At work we recently had an intermittent bug that took us several weeks to find. We have multi-threaded application servers in Java™ behind Apache™ web servers. To maintain fast page turns, we do all I/O in small set of four separate threads that are different than the page-turning threads. Every once in a while these would apparently get ‘stuck’ and cease doing anything useful, so far as our logging allowed us to tell, for hours. Since we had four threads, this was not in itself a giant problem - unless all four got stuck. Then the queues emptied by these threads would quickly fill up all available memory and crash our server. It took us about a week to figure this much out, and we still didn't know what caused it, when it would happen, or even what the threads where doing when they got ‘stuck’.
This illustrates some risk associated with third-party software.
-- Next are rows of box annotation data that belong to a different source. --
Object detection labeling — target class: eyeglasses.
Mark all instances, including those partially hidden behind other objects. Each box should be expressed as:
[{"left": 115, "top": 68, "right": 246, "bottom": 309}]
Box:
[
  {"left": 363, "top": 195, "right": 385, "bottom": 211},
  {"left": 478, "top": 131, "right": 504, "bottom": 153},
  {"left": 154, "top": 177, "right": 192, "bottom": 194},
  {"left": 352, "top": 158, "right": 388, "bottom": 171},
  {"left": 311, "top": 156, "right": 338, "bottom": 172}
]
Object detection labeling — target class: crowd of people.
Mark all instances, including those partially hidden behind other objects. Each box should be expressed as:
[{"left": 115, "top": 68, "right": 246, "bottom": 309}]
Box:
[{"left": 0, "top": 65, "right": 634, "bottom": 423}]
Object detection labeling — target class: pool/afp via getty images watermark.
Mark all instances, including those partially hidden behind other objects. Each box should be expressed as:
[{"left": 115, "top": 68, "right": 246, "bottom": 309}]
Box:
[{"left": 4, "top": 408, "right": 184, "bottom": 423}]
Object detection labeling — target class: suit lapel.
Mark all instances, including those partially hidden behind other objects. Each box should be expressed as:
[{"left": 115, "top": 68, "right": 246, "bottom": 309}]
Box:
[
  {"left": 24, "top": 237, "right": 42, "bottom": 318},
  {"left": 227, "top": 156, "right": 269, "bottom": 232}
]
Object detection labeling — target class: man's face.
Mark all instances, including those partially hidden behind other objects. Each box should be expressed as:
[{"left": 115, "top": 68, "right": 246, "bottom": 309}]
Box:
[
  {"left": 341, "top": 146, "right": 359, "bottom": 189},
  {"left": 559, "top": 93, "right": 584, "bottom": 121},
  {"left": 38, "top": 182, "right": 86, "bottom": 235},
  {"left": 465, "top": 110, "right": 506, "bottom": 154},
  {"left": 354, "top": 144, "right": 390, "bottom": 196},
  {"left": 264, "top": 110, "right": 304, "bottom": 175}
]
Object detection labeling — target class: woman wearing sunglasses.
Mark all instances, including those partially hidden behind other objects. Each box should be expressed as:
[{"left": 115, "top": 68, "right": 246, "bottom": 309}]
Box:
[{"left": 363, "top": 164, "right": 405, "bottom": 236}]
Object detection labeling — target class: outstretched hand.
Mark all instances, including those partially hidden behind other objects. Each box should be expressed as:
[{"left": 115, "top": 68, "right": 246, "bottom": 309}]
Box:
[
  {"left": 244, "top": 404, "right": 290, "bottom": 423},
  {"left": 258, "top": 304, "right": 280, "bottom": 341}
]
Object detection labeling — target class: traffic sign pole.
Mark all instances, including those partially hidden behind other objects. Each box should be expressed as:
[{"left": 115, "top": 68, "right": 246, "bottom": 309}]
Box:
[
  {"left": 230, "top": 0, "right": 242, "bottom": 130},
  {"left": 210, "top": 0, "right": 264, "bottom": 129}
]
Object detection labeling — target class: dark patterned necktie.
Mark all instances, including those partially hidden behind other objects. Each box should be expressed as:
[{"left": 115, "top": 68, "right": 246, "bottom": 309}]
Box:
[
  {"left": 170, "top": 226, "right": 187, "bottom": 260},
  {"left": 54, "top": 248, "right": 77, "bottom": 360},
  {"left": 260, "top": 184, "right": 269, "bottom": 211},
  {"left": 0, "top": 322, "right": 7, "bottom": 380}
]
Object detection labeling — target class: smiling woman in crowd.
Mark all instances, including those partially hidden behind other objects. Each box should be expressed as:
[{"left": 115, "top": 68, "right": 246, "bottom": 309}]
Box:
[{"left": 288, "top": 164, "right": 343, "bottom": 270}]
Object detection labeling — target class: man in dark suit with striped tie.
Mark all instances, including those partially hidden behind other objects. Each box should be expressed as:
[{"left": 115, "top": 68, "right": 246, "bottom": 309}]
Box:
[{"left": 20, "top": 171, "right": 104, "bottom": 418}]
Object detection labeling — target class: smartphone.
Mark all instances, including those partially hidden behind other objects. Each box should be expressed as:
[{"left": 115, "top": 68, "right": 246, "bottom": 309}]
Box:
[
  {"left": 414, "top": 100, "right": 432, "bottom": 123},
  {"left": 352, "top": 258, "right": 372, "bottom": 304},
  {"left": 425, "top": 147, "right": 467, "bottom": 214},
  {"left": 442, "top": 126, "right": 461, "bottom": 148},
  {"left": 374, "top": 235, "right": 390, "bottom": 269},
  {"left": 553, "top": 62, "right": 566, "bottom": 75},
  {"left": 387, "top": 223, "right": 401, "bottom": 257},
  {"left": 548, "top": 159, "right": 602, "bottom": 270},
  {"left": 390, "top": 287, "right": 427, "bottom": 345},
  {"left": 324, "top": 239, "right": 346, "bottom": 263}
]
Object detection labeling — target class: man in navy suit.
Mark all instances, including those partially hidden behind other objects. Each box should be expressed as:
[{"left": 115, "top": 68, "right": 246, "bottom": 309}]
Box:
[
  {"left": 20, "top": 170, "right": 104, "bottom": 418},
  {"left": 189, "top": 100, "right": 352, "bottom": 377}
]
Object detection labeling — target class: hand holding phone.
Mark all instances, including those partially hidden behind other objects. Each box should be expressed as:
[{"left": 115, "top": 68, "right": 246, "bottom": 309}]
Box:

We were using a licensed piece of code that removed HTML tags from text. Although we had the source code (thank goodness!) we had not studied it carefully until by turning up the logging on our servers we finally realized that the email threads were getting stuck in this problematic licensed code.
The program performed well except on some long and unusual kinds of texts. On these texts, the code was quadratic or worse. This means that the processing time was proportional to the square of the length of the text. Had these texts occurred commonly, we would have found the bug right away. If they had never occurred at all, we would never have had a problem. As it happens, it took us weeks to finally understand and resolve the problem.